CAVUTO:  Well, there's a concept, Senator.

Let's get your read.  I know there's eight or nine like you, Democratic senators who are open to hearing out Judge Gorsuch.  

TESTER:  Yes.  

CAVUTO:  But many of your colleagues are still wincing about the way Republicans, they say, treated Barack Obama's Supreme Court pick, Merrick Garland, about a year ago, and that they're not letting that go.  What do you say to them?  

TESTER:  Well, I think you have got to move forward.  And what is done is done.  And there's plenty of arguments that could be talked about Merrick Garland and how he was treated.  

But the fact is, is that I think it's important that each senator bring Neil Gorsuch in, hear him out, give him a fair shake, study his record, listen to the people from their states, and make a determination based on what they know about this potential Supreme Court justice.  

This may be the most important job we have to do as senators.  And I take it very, very seriously and I think the people I serve with do, too.  So we ought to act like adults and do what is right, get the information we need to make a decision, and either vote him up or vote him down, but have the reasons why whichever direction you're going you are.  

And it's just a matter of work, getting the research done, doing our due diligence, and meeting with the man, quite frankly, and hearing him out.  

CAVUTO:  Would you prefer that the Senate stick to old rules and not do the nuclear option and keep it to 60 votes on the justice, or, as Republicans have hinted, maybe go back to a simple majority and say, well, Harry Reid started this?  What do you say?  

TESTER:  Well, I don't -- I think we ought to stick with the 60-vote margin.  And I'll tell you why.  I don't want the Senate turning into the House.  

I'm a Senate guy.  I have served in the Senate when I was in the state legislature.  I have served in the Senate, and not in the House while I have been here.  And I really think the Senate is a spectacular body that the forefathers set up to be very deliberate and thinks things through before we make a decision.  

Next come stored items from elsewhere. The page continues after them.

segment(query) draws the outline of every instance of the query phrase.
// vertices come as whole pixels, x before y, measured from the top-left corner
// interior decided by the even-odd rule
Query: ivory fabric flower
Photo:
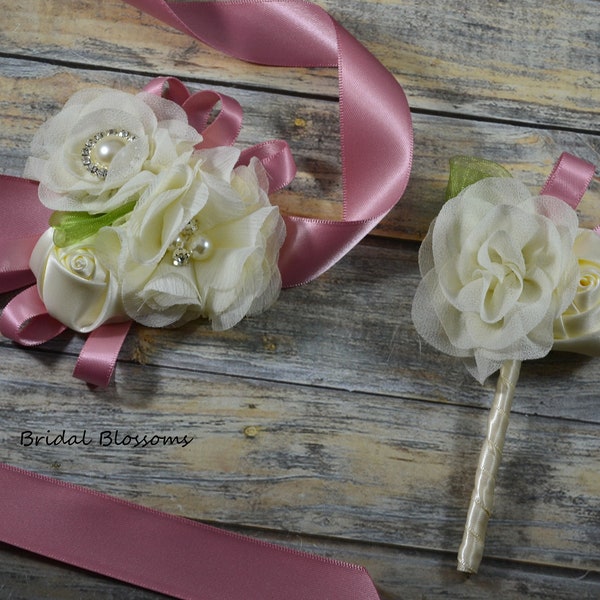
[[[480,382],[506,360],[545,356],[577,286],[575,211],[489,177],[448,200],[419,251],[418,333]]]
[[[105,213],[139,194],[163,168],[187,161],[201,141],[170,100],[90,88],[38,130],[25,176],[40,182],[48,208]]]
[[[120,246],[133,320],[167,327],[205,317],[222,330],[277,299],[285,226],[260,161],[234,168],[238,157],[229,147],[197,152],[195,165],[161,173],[123,223],[99,232],[99,243]]]
[[[101,258],[107,253],[110,249],[99,249],[94,238],[58,248],[52,229],[38,240],[30,267],[48,313],[63,325],[87,333],[127,320],[116,274]]]
[[[554,321],[554,350],[600,356],[600,235],[580,229],[573,250],[579,266],[577,292]]]

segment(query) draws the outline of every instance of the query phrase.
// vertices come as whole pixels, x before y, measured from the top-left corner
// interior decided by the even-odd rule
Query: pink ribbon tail
[[[0,540],[187,600],[379,600],[368,573],[0,463]]]
[[[577,208],[592,181],[595,170],[593,164],[563,152],[556,161],[541,193],[560,198],[571,208]]]
[[[131,321],[125,321],[101,325],[94,329],[79,353],[73,377],[92,386],[107,387],[130,327]]]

And I think that's the basis behind the 60-vote margin.  

CAVUTO:  Do you think Judge Garland (sic) could get those 60 votes?  

TESTER:  Judge Gorsuch?

CAVUTO:  Yes.  

TESTER:  We will see.  I think it's entirely possible that he could get the votes.

It just depends on how we do our work here in the Senate and check into his past practices and his writings and his decisions.  

CAVUTO:  All right, Senator, thank you.  I hear you're the one who has had little sleep, and yet I have had plenty.  And I screwed up.

TESTER:  Thanks, Neil.  

CAVUTO:  Senator, thank you very, very much.  Good having you.  

TESTER:  Thank you.  

CAVUTO:  All right, hope springs eternal.  Right?  Maybe they can get stuff done, put grievances, agita behind them and move on.  We will see.